Figure 12 advantages and disadvantages of storing image drivers (refer to Docker official)

Compared to the previous hybrid deployment, after the container solution is launched, each business access needs to simply estimate this business future leaderboard total user volume, the expected amount of resources, scheduling service through a certain strategy from the container storage node, filter an optimal node, dynamically create a number of G container allocated to this business use, After this business all the leaderboard will be dispatched to the container, if the container resources are not enough, on the one hand can increase the size of the container resources online, on the other hand can add containers, a business corresponding to multiple containers.

Finally, the advantages and disadvantages of the Docker container resource isolation scheme are summarized.

Advantages:

    • Isolation of business resources, through Cgroup limit the use of memory, CPU and other resources, and can be based on the volume of Business final data, volume of requests online dynamically adjust resource size.

    • Simplify deployment, an image image, any storage machine, simple and fast multiple redis containers, leveraging the resources of multi-core machines to isolate each business.

    • Improve machine resource utilization. Before the physical machine one Master one standby mode, the standby load is very low, after containerized deployment, the container master and standby can be mixed deployment on a machine, scheduling only need to ensure that the primary and standby containers are not the same machine.

Disadvantages:

    • All container processes share the same kernel space, if a container triggers a kernel bug, it will cause the kernel to crash, affect all the container processes on the machine, so in the production environment practice should absorb the industry's best practice experience, primary and standby container data hot synchronization, backup data regularly, strengthen monitoring, disaster tolerance.
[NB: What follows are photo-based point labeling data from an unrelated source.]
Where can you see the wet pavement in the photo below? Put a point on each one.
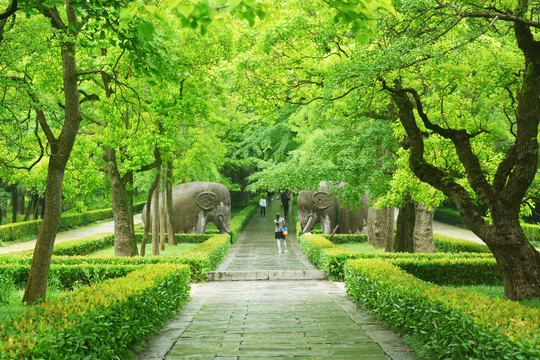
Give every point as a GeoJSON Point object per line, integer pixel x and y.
{"type": "Point", "coordinates": [265, 319]}
{"type": "Point", "coordinates": [84, 231]}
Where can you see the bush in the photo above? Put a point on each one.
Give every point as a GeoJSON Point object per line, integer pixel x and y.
{"type": "Point", "coordinates": [325, 255]}
{"type": "Point", "coordinates": [203, 258]}
{"type": "Point", "coordinates": [100, 321]}
{"type": "Point", "coordinates": [67, 276]}
{"type": "Point", "coordinates": [449, 244]}
{"type": "Point", "coordinates": [453, 270]}
{"type": "Point", "coordinates": [450, 324]}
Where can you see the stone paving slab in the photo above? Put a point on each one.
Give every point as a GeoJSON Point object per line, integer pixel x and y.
{"type": "Point", "coordinates": [286, 319]}
{"type": "Point", "coordinates": [274, 319]}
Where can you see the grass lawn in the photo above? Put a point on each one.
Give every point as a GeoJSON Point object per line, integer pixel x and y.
{"type": "Point", "coordinates": [495, 291]}
{"type": "Point", "coordinates": [361, 247]}
{"type": "Point", "coordinates": [178, 250]}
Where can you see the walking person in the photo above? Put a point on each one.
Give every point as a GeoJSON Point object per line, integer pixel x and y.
{"type": "Point", "coordinates": [262, 204]}
{"type": "Point", "coordinates": [285, 203]}
{"type": "Point", "coordinates": [280, 224]}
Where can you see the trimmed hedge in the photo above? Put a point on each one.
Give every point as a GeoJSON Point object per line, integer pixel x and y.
{"type": "Point", "coordinates": [453, 271]}
{"type": "Point", "coordinates": [23, 230]}
{"type": "Point", "coordinates": [68, 275]}
{"type": "Point", "coordinates": [325, 255]}
{"type": "Point", "coordinates": [452, 245]}
{"type": "Point", "coordinates": [202, 259]}
{"type": "Point", "coordinates": [347, 238]}
{"type": "Point", "coordinates": [101, 321]}
{"type": "Point", "coordinates": [450, 324]}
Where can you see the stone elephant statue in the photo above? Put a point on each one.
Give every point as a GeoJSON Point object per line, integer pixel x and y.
{"type": "Point", "coordinates": [323, 207]}
{"type": "Point", "coordinates": [195, 204]}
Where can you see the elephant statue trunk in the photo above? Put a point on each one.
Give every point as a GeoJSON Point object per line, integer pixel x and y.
{"type": "Point", "coordinates": [195, 204]}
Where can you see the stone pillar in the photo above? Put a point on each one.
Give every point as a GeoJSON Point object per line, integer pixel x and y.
{"type": "Point", "coordinates": [423, 229]}
{"type": "Point", "coordinates": [380, 225]}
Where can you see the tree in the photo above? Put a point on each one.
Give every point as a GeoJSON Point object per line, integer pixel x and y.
{"type": "Point", "coordinates": [504, 189]}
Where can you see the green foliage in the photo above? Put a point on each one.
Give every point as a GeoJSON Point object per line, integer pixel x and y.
{"type": "Point", "coordinates": [325, 255]}
{"type": "Point", "coordinates": [449, 244]}
{"type": "Point", "coordinates": [64, 276]}
{"type": "Point", "coordinates": [449, 324]}
{"type": "Point", "coordinates": [23, 230]}
{"type": "Point", "coordinates": [347, 238]}
{"type": "Point", "coordinates": [98, 321]}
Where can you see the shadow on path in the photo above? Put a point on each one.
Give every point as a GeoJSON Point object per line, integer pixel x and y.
{"type": "Point", "coordinates": [300, 319]}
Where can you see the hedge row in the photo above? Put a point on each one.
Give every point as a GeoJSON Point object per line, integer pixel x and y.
{"type": "Point", "coordinates": [347, 238]}
{"type": "Point", "coordinates": [449, 244]}
{"type": "Point", "coordinates": [100, 321]}
{"type": "Point", "coordinates": [205, 257]}
{"type": "Point", "coordinates": [23, 230]}
{"type": "Point", "coordinates": [68, 276]}
{"type": "Point", "coordinates": [325, 255]}
{"type": "Point", "coordinates": [450, 324]}
{"type": "Point", "coordinates": [452, 217]}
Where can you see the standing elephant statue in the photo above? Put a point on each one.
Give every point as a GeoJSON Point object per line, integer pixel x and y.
{"type": "Point", "coordinates": [195, 204]}
{"type": "Point", "coordinates": [323, 207]}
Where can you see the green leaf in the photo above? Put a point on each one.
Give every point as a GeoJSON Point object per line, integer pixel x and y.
{"type": "Point", "coordinates": [146, 29]}
{"type": "Point", "coordinates": [185, 10]}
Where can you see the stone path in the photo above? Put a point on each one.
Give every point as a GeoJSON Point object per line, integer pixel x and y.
{"type": "Point", "coordinates": [300, 319]}
{"type": "Point", "coordinates": [84, 231]}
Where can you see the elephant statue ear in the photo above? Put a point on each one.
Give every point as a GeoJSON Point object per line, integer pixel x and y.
{"type": "Point", "coordinates": [207, 200]}
{"type": "Point", "coordinates": [322, 200]}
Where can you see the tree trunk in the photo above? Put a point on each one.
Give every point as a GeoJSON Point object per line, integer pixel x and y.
{"type": "Point", "coordinates": [162, 214]}
{"type": "Point", "coordinates": [14, 203]}
{"type": "Point", "coordinates": [121, 208]}
{"type": "Point", "coordinates": [405, 228]}
{"type": "Point", "coordinates": [423, 229]}
{"type": "Point", "coordinates": [30, 209]}
{"type": "Point", "coordinates": [155, 217]}
{"type": "Point", "coordinates": [36, 286]}
{"type": "Point", "coordinates": [381, 228]}
{"type": "Point", "coordinates": [148, 210]}
{"type": "Point", "coordinates": [170, 214]}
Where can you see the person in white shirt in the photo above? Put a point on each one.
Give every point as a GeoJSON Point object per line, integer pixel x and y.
{"type": "Point", "coordinates": [262, 204]}
{"type": "Point", "coordinates": [280, 224]}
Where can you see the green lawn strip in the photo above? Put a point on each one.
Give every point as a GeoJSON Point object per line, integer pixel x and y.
{"type": "Point", "coordinates": [493, 291]}
{"type": "Point", "coordinates": [170, 250]}
{"type": "Point", "coordinates": [360, 247]}
{"type": "Point", "coordinates": [100, 321]}
{"type": "Point", "coordinates": [202, 258]}
{"type": "Point", "coordinates": [327, 256]}
{"type": "Point", "coordinates": [450, 324]}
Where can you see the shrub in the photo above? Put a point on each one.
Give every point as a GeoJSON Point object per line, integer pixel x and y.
{"type": "Point", "coordinates": [68, 276]}
{"type": "Point", "coordinates": [449, 216]}
{"type": "Point", "coordinates": [449, 244]}
{"type": "Point", "coordinates": [453, 270]}
{"type": "Point", "coordinates": [347, 238]}
{"type": "Point", "coordinates": [100, 321]}
{"type": "Point", "coordinates": [450, 324]}
{"type": "Point", "coordinates": [325, 255]}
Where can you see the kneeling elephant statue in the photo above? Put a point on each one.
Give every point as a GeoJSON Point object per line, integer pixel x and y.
{"type": "Point", "coordinates": [323, 207]}
{"type": "Point", "coordinates": [195, 204]}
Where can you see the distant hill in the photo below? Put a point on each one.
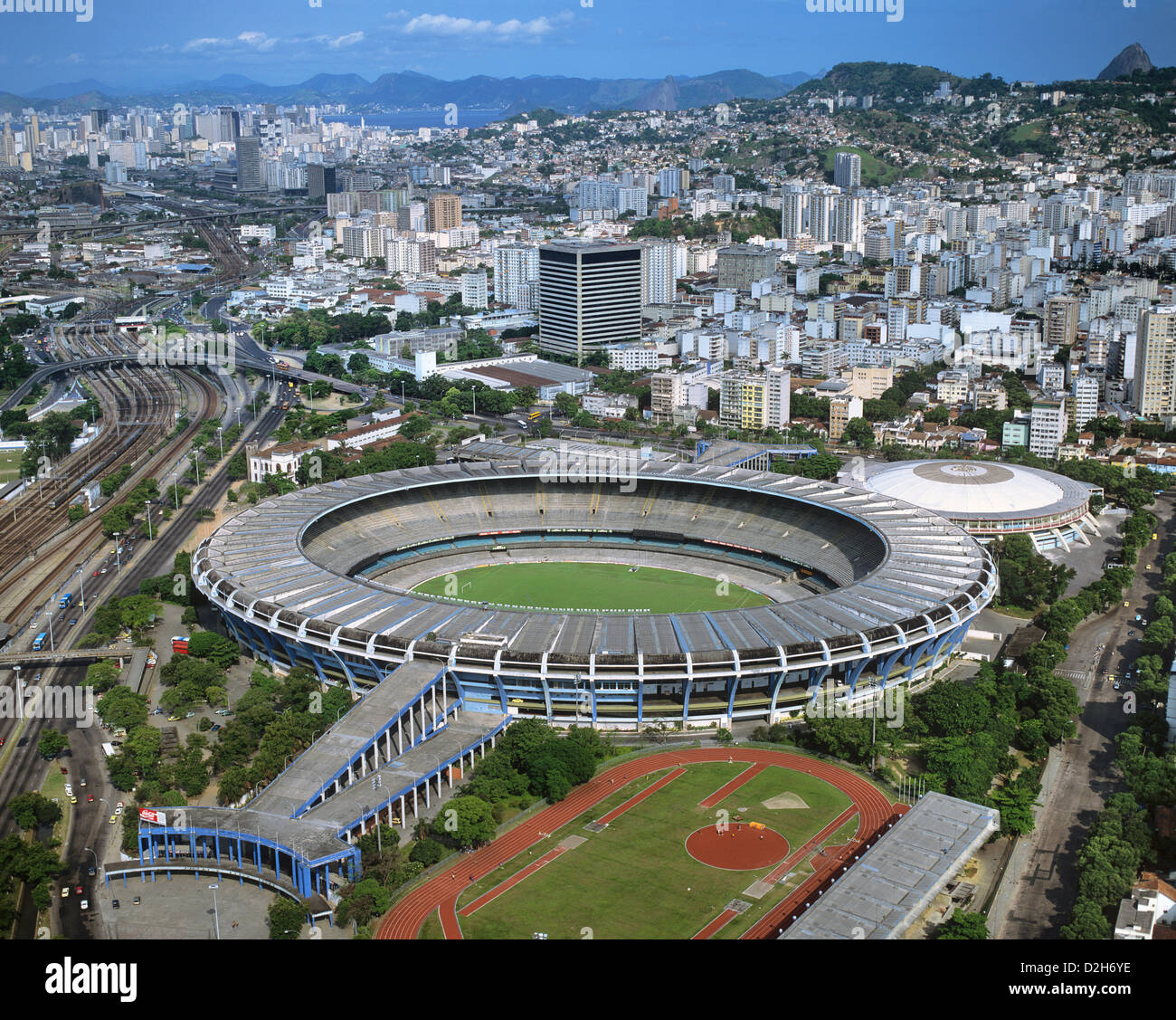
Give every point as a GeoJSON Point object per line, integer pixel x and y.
{"type": "Point", "coordinates": [412, 91]}
{"type": "Point", "coordinates": [1133, 58]}
{"type": "Point", "coordinates": [887, 82]}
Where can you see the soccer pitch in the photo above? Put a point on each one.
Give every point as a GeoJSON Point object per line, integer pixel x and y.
{"type": "Point", "coordinates": [592, 586]}
{"type": "Point", "coordinates": [635, 879]}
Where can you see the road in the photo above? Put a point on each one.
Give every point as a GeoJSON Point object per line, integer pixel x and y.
{"type": "Point", "coordinates": [1042, 894]}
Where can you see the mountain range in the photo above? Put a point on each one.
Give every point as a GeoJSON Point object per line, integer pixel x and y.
{"type": "Point", "coordinates": [412, 91]}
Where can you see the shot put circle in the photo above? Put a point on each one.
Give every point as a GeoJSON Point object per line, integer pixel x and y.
{"type": "Point", "coordinates": [737, 847]}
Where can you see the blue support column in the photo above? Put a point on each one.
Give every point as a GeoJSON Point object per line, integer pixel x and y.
{"type": "Point", "coordinates": [816, 678]}
{"type": "Point", "coordinates": [502, 691]}
{"type": "Point", "coordinates": [775, 694]}
{"type": "Point", "coordinates": [888, 665]}
{"type": "Point", "coordinates": [853, 674]}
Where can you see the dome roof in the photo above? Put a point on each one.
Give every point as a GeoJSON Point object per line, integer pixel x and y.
{"type": "Point", "coordinates": [960, 490]}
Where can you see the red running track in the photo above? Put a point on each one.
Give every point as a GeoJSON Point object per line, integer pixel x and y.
{"type": "Point", "coordinates": [724, 792]}
{"type": "Point", "coordinates": [717, 924]}
{"type": "Point", "coordinates": [404, 919]}
{"type": "Point", "coordinates": [517, 877]}
{"type": "Point", "coordinates": [633, 801]}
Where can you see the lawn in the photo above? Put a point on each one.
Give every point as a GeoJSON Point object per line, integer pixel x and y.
{"type": "Point", "coordinates": [635, 880]}
{"type": "Point", "coordinates": [10, 465]}
{"type": "Point", "coordinates": [592, 586]}
{"type": "Point", "coordinates": [874, 171]}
    • A lower version of Docker daemon will cause all container processes to die, the docke1.12 version adds --live-restore parameters, and if this parameter is specified, the container process will continue to run after Docker daemon is closed, https://github.com/docker /docker/pull/23213.

Six. Summary

In the process of solving the above problems, the leaderboard system has gradually realized a set of high availability, low latency, low-cost leaderboard solutions (including automatic access, scheduling, disaster tolerance, resource isolation, monitoring, expansion capacity, data cold separation, etc.), follow-up will strengthen the system of self-healing capacity building, For example, the full automatic switching of primary and standby instances with little write traffic (for instances with large write traffic due to Redis being asynchronous replication, there is a hundreds of thousands of difference between master_repl_offset and slave offset), and data volumes using CEPH-RBD, even if the primary and standby containers are hung, By monitoring the system, you can dynamically create new containers, mount CEPH-RBD data volumes, rebuild Redis instances, and more importantly, support online migration at the leaderboard level.

Large scale leaderboard system practice and challenge

Contact Us

The content source of this page is from Internet, which doesn't represent Alibaba Cloud's opinion; products and services mentioned on that page don't have any relationship with Alibaba Cloud. If the content of the page makes you feel confusing, please write us an email, we will handle the problem within 5 days after receiving your email.

If you find any instances of plagiarism from the community, please send an email to: info-contact@alibabacloud.com and provide relevant evidence. A staff member will contact you within 5 working days.

A Free Trial That Lets You Build Big!

Start building with 50+ products and up to 12 months usage for Elastic Compute Service

  • Sales Support

    1 on 1 presale consultation

  • After-Sales Support

    24/7 Technical Support 6 Free Tickets per Quarter Faster Response

  • Alibaba Cloud offers highly flexible support services tailored to meet your exact needs.